Die Anerkennung von "Ökozid" auf Ebene der Europäischen Union wäre von globaler Bedeutung: Alle EU-Mitgliedstaaten müssten die Schaffung dieses neuen Straftatbestands in nationales Recht umsetzen, und da die EU-Staaten mehr als 20 % der Vertragsstaaten des Internationalen Strafgerichtshofs ausmachen, wäre dies ein entscheidender Schritt hin zur internationalen Anerkennung des Straftatbestands von "Ökozid".
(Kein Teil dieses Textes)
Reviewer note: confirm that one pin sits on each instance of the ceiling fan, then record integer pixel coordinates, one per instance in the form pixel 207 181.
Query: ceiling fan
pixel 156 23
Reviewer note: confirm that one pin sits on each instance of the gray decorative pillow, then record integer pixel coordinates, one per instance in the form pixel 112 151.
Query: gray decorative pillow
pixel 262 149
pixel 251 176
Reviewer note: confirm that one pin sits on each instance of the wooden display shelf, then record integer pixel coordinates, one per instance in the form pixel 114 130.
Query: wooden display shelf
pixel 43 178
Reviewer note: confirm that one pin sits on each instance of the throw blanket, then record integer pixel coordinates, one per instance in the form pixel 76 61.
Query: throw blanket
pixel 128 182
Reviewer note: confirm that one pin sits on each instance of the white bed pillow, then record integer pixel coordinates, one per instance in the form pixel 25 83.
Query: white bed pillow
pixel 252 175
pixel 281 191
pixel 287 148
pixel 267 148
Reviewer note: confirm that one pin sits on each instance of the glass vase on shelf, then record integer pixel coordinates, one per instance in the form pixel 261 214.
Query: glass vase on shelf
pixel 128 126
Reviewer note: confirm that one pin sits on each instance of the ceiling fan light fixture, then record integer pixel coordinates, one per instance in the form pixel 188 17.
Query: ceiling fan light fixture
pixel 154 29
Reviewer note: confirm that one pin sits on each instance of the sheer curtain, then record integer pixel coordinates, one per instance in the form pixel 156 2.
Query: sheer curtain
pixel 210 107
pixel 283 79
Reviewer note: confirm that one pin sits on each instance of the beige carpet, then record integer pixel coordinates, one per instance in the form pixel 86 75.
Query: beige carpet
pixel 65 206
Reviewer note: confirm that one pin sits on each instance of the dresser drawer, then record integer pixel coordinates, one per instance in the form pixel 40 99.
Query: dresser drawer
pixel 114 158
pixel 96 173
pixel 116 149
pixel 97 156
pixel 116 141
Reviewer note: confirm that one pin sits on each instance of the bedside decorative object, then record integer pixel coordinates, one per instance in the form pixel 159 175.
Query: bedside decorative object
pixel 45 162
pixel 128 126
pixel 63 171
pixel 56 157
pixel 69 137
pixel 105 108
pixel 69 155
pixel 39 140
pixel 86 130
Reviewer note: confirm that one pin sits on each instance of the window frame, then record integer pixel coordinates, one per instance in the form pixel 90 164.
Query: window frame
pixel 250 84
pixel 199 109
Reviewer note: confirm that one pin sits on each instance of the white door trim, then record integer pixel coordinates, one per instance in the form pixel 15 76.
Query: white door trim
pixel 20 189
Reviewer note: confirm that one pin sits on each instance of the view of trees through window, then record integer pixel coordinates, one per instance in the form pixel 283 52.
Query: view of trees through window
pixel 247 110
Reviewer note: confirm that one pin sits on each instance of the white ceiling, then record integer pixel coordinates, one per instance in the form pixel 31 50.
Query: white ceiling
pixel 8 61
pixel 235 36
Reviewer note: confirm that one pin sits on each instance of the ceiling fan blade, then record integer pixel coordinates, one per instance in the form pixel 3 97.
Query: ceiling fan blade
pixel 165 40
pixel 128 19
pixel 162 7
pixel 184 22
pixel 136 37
*Artikel 2 (Begriffsbestimmungen)
Im Sinne von Artikel 3 Absatz 1a bedeutet "schwerwiegend" einen Schaden, der sehr schwerwiegende nachteilige Veränderungen, Störungen oder Beeinträchtigungen von Umweltbestandteilen mit sich bringt, einschließlich schwerwiegender Auswirkungen auf menschliches Leben oder natürliche Ressourcen;
Im Sinne von Artikel 3 Absatz 1a bedeutet "weit verbreitet", dass der Schaden über ein begrenztes geografisches Gebiet hinausgeht, Staatsgrenzen überschreitet oder ein ganzes Ökosystem oder eine ganze Art oder eine große Anzahl von Menschen betrifft;
"Langfristig" bedeutet im Sinne von Artikel 3 Absatz 1a einen Schaden, der nicht innerhalb eines angemessenen Zeitraums durch natürliche Wiederherstellung behoben werden kann;
Artikel 3 (Straftaten)
Die Mitgliedstaaten stellen sicher, dass jedes Verhalten, das einen schweren und entweder weit verbreiteten oder langfristigen oder irreversiblen Schaden verursacht, als besonders schwere Straftat behandelt und als solche nach den Rechtsordnungen der Mitgliedstaaten geahndet wird.
**Erwägung (mit Ökozid)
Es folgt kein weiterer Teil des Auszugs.